Insect swarms get charged up

This exercise is a part of Educator Guide: Insect Swarms Might Electrify the Sky / View Guide

Directions for teachers: Ask students to read the online Science News article “Insect swarms might generate as much electric charge as storm clouds,” which explores how insect-induced static electricity might affect the atmosphere, and answer the following questions. A version of the article, “Insect swarms might electrify the sky” appears in the December 3, 2022 issue of Science News.

1. How does the author hook you into reading the article? What literary device does the author use and why do you think they chose this literary device?

The first sentence of the article uses an analogy that compares the electricity produced between animals to romantic feelings between two people. An analogy is a comparison between things that have similar features. This literary device is often used to help explain a principle or an idea. In the article, the analogy helps the reader understand that this article will cover the topic of animal electricity.

2. What types of things does the atmosphere’s electric field influence?

The atmosphere’s electric field affects how dust moves as well as the formation of water droplets and lightning strikes.

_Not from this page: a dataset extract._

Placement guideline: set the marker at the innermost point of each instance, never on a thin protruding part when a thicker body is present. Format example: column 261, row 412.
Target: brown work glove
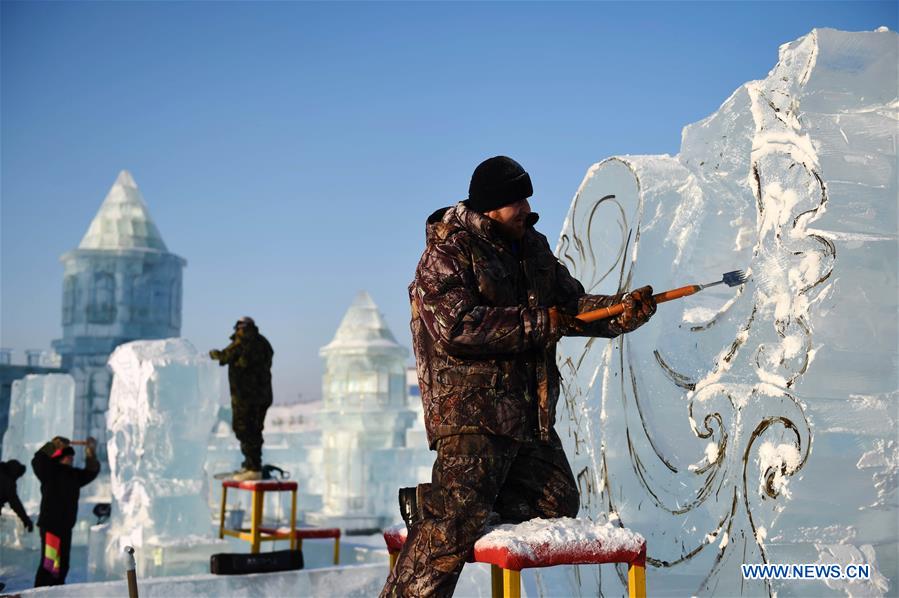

3. How are flying insects like particles in the atmosphere, according to physicist Joseph Dwyer?

Particles moving around in the atmosphere charge up easily and contribute to the atmosphere’s electric field. Flying insects basically do the same thing.

4. What unexpected observation led scientists to investigate the question: How does biology influence atmospheric electricity?

When honeybees passed over a sensor that measures atmospheric electricity, the electric charge strength increased by an average of 100 volts per meter. And denser swarms produced greater increases in charge.   

5. A claim is an assertion of something as a fact. What is one scientific claim made by scientists in the article that attempted to answer their new scientific question?

The electricity produced by swarms of insects such as honeybees and locusts could add to the atmosphere’s electric charge.

6. Evidence is the scientific data that are given to support a claim. What information do the scientists give as evidence?

The scientists measured the charges of individual desert locusts, found locust density data from other studies and used a computer simulation based on the honeybee swarm to estimate the per-meter electric charge of a locust swarm.

7. Reasoning is the explanation of why the evidence supports the claim. What reasoning is given by the scientists?

Because the electric charge of the simulated locust swarm was on par with that in storm clouds, scientists think that the electricity generated by locusts and other flying insects may be large enough to impact the environment.

8. Why were scientists interested in studying locusts?

Scientists were interested in studying locusts because the insects can form gigantic swarms. 

9. Could locust swarms generate enough electricity to produce lightning? How might the electricity produced by insect swarms affect people?

No, it is unlikely that locust swarms would ever reach the densities required to produce lightning. But the swarms could interfere with sensors that people use to monitor lightning strikes.